Amid warnings that failure to reduce oil consumption could mean another major bout of world recession, the main oil consuming countries have launched projects aimed at getting more energy from such sources as coal and the sun.
Amid warnings that failure to reduce oil consumption could mean another major bout of world recession, the main oil consuming countries have launched projects aimed at getting more energy from such sources as coal and the sun. Ministers attending the closing session on Tuesday (22 May) of the International Energy Agency (IEA) conference also gave the go-ahead for research projects in energy conservation and on how to use oil more efficiently. A communique issued after the two-day session said the twenty member-governments maintained the IEA's decision of last March to reduce their demand on the world market by two million barrels a day, or about five percent of the IEA consumption, by the end of the year.
SYNOPSIS: The IEA set up to deal with the energy crisis created by the oil price explosion in 1974. Its chairman, British Energy Secretary David Howell, said the situation on the oil market had not got out of control.

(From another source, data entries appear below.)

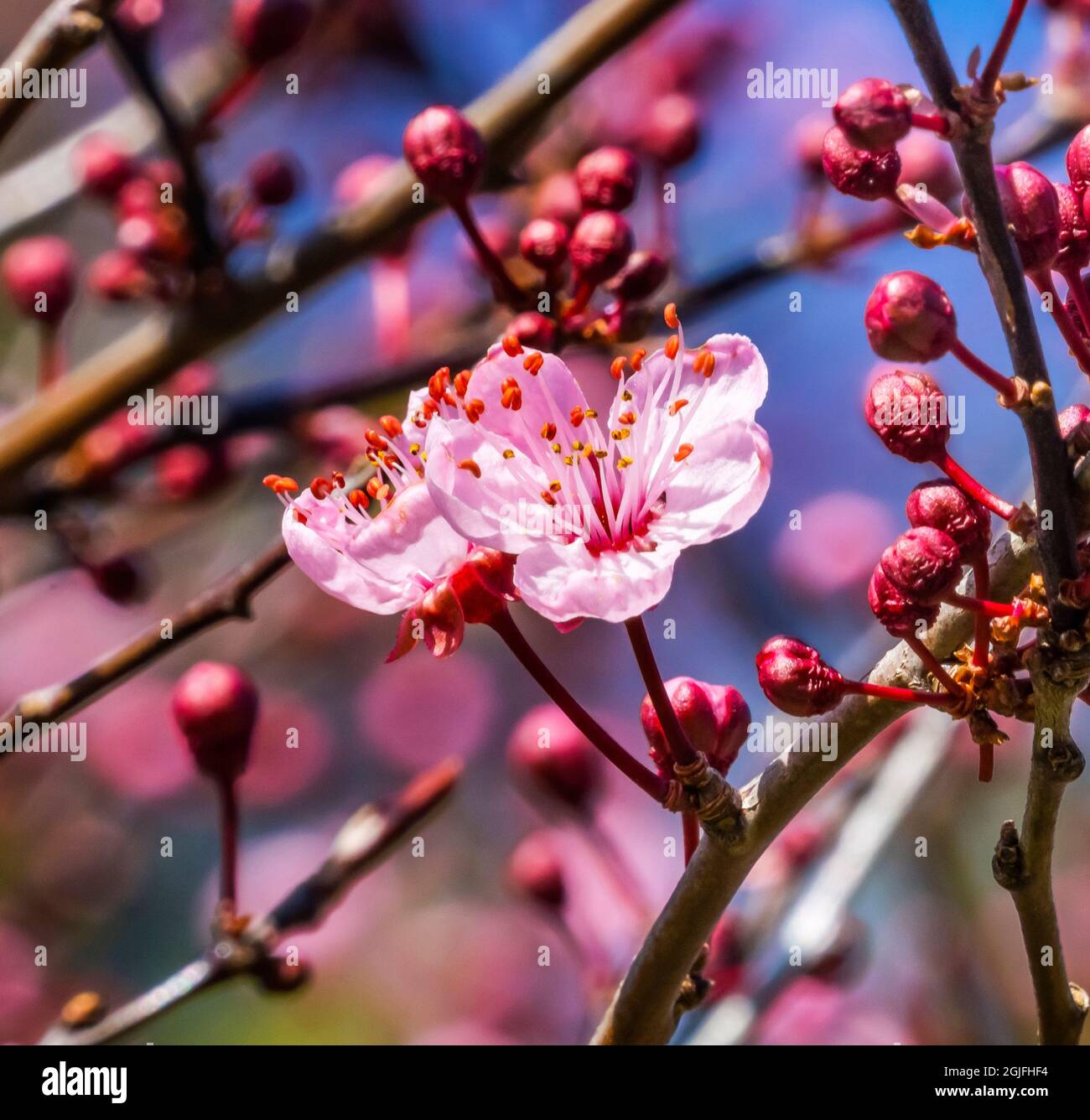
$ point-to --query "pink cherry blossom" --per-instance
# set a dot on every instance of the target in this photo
(599, 514)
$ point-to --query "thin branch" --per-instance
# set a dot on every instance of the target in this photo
(366, 839)
(60, 34)
(227, 599)
(506, 117)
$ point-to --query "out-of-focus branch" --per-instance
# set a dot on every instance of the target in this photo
(62, 33)
(231, 599)
(506, 117)
(366, 839)
(1023, 865)
(646, 1009)
(1056, 679)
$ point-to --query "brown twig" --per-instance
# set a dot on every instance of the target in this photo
(227, 599)
(366, 839)
(62, 33)
(506, 117)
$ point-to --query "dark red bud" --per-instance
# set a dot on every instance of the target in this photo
(607, 179)
(874, 114)
(1032, 210)
(549, 755)
(543, 242)
(445, 152)
(856, 172)
(534, 870)
(794, 677)
(922, 563)
(907, 413)
(941, 504)
(216, 708)
(264, 29)
(39, 274)
(910, 319)
(600, 246)
(273, 179)
(533, 329)
(900, 615)
(672, 131)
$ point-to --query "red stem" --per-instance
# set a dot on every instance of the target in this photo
(50, 355)
(953, 469)
(1071, 334)
(647, 780)
(983, 632)
(984, 607)
(680, 747)
(996, 380)
(486, 256)
(992, 67)
(229, 843)
(933, 122)
(901, 696)
(690, 833)
(932, 664)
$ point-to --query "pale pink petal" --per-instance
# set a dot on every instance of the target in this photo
(719, 487)
(502, 509)
(563, 582)
(382, 567)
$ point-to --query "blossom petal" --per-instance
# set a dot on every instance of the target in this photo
(719, 487)
(383, 566)
(497, 503)
(566, 582)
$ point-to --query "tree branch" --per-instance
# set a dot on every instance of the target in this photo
(62, 33)
(506, 117)
(366, 839)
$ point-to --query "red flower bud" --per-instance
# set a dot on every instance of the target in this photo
(1074, 427)
(903, 411)
(607, 179)
(922, 563)
(1032, 210)
(874, 114)
(216, 708)
(533, 329)
(445, 152)
(1077, 160)
(543, 242)
(536, 872)
(940, 504)
(273, 179)
(643, 273)
(600, 246)
(39, 274)
(910, 319)
(794, 677)
(549, 755)
(672, 131)
(102, 166)
(1074, 242)
(264, 29)
(856, 172)
(899, 614)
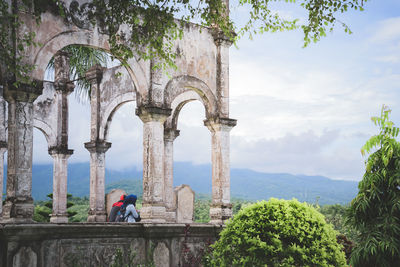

It is thought however that the Iranian Revolution could produce major economic constraints for industrialised and developing countries in the next few years and supplies could be tight for the foreseeable future.
American Energy Secretary James Schlesinger warned the IEA meeting that the growth of OPEC (Organisation of Petroleum Exporting Countries) oil production was expected to stagnate after 1985, and the challenge facing industrialised countries was to make better use of what energy supply they have.
The delegates resolved to effect savings of oil, and to develop alternative energy sources to counter the threat of a renewed crisis.